30/04/2024
12:50 AM

El Papa en Corea

San Pedro Sula, Honduras.

La visita que el santo padre Francisco está llevando a cabo en Corea nos sirve para conocer una realidad de la Iglesia prácticamente ignorada por la mayoría de los católicos: el rostro asiático de la misma. Acostumbrados a reflexionar sobre la Iglesia en la vieja Europa o en la joven América, e incluso en la jovencísima África, se nos olvida que, aunque sean una minoría, hay católicos llenos de fervor y entusiasmo en la lejana Asia.

Allí hay naciones, como Filipinas, donde el catolicismo echó raíces profundas de la mano de los misioneros españoles. O como Vietnam, donde han pagado la fidelidad con su sangre.
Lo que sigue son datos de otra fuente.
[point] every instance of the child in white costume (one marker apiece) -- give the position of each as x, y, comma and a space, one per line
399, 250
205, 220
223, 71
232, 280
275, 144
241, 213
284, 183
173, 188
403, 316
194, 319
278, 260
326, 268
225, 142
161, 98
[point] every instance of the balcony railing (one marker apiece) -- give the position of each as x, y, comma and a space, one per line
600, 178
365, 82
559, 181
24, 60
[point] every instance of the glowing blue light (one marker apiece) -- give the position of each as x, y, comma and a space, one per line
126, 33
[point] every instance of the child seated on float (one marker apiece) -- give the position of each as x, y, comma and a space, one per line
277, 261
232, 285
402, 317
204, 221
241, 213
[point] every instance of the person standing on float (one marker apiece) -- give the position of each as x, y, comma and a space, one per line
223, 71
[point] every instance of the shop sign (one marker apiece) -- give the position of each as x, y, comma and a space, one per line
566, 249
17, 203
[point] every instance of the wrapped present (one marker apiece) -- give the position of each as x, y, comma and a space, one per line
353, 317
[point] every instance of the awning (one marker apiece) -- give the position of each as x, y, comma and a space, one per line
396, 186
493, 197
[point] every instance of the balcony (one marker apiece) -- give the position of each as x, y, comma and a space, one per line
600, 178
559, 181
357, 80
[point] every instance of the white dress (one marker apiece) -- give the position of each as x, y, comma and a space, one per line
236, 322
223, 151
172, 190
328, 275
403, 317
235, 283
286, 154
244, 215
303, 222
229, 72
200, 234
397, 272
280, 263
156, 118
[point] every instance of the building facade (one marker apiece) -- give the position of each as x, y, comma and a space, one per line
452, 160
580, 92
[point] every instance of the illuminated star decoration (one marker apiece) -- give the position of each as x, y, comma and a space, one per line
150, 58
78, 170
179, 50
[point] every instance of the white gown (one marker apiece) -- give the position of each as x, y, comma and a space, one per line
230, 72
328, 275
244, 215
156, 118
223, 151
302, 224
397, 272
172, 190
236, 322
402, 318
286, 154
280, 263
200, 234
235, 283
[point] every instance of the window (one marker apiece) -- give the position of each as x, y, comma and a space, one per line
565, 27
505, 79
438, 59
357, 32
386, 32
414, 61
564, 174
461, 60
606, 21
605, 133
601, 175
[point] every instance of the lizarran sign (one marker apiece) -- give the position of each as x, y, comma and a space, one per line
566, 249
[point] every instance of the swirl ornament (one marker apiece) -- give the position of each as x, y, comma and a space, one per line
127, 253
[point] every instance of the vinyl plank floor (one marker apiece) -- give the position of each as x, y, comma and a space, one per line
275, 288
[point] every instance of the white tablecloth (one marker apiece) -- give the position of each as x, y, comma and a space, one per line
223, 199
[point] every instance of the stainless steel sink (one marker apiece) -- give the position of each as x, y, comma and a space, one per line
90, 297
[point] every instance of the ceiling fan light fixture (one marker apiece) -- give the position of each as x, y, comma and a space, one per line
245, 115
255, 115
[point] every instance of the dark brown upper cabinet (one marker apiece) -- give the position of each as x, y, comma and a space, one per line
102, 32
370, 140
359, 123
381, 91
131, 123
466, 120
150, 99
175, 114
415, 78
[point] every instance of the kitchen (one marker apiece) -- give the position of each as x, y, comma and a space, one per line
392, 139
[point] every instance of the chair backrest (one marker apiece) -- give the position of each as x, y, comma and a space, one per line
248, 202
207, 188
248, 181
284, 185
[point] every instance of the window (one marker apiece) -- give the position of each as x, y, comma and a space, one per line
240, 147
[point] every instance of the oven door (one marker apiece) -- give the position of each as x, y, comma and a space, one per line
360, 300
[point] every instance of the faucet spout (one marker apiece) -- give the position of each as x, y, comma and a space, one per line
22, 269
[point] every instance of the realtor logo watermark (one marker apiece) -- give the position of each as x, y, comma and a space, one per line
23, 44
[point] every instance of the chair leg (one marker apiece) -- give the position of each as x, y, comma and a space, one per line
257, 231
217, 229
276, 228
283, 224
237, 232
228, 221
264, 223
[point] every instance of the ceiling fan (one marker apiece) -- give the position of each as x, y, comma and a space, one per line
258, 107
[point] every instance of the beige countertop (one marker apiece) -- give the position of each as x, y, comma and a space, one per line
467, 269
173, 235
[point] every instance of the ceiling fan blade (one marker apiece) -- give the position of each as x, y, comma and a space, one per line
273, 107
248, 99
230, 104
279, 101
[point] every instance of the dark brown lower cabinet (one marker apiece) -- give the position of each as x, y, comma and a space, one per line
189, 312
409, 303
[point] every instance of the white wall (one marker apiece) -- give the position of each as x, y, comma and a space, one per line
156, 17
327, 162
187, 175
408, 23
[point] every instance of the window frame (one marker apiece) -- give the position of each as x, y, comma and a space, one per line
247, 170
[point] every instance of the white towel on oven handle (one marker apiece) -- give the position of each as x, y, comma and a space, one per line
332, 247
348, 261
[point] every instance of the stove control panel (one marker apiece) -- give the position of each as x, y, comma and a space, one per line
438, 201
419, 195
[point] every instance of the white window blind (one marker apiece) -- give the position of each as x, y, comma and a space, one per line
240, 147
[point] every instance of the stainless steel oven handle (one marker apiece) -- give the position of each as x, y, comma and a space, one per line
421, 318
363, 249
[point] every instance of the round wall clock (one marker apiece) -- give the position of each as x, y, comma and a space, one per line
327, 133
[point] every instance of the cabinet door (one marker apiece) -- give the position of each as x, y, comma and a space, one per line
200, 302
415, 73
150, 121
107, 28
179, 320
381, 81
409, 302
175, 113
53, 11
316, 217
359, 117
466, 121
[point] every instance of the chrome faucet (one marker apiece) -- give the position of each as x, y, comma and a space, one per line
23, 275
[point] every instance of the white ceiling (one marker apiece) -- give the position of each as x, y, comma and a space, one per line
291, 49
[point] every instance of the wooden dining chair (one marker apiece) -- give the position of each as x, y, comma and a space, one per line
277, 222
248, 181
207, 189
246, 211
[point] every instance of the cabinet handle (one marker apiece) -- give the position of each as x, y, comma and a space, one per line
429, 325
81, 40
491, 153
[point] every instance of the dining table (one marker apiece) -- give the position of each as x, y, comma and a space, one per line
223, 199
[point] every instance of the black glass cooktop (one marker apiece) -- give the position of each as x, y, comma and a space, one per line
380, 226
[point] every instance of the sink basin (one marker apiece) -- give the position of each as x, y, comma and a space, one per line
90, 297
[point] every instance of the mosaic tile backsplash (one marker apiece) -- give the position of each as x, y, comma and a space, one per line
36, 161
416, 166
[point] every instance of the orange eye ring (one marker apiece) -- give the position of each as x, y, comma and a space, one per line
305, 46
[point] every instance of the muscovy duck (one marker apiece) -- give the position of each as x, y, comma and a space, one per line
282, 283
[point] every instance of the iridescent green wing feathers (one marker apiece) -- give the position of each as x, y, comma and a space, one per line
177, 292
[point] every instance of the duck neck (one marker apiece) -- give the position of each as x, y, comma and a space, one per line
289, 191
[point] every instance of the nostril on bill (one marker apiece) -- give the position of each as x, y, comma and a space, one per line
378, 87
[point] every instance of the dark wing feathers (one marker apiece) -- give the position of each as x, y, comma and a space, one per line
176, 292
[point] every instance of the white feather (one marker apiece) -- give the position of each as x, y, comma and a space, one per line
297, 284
O como China, donde aún hoy la persecución es una realidad. Y también otros, como Japón, donde el materialismo por un lado y el apego a las antiguas tradiciones mantiene al catolicismo en unas condiciones muy precarias. Pero Corea es no solo la excepción, sino la muestra de lo que puede llegar a ser el continente asiático.

El catolicismo en Corea entró de la mano de unos laicos y de unos libros. No fueron misioneros sacerdotes los que lo llevaron, sino seglares que lo conocieron en China y llevaron a su país los Evangelios. Es un catolicismo que ha conocido la persecución y que se gloría de tener muchos mártires. Es un catolicismo que en pocos años suma ya el 10 por 100 de la población, con muchísimas vocaciones. Es, como digo, una promesa para Asia y para el resto de la Iglesia.

Por eso, el Papa, que siempre tuvo Asia en su corazón desde sus primeros años como sacerdote jesuita, ha querido ir allí, aprovechando el VI encuentro de la juventud católica asiática. A ellos, a los jóvenes, les ha pedido dos cosas: que sean testigos de Cristo en un mundo materialista, en el que se piensa que la felicidad se puede comprar con dinero, y que muestren a todos la belleza de una unidad -la de Dios- que no está reñida con la diversidad. La llamada a la unidad ha sido especialmente fuerte en todos los discursos del Papa durante este viaje, junto con la invocación a la paz. Ambas, unidad y paz, están representadas en la vida misma de la Iglesia. Ambas son la garantía de que un futuro es posible para la humanidad, cuando logre encontrarse con Cristo, que es uno con el Padre y el Espíritu y que es el Príncipe de la paz.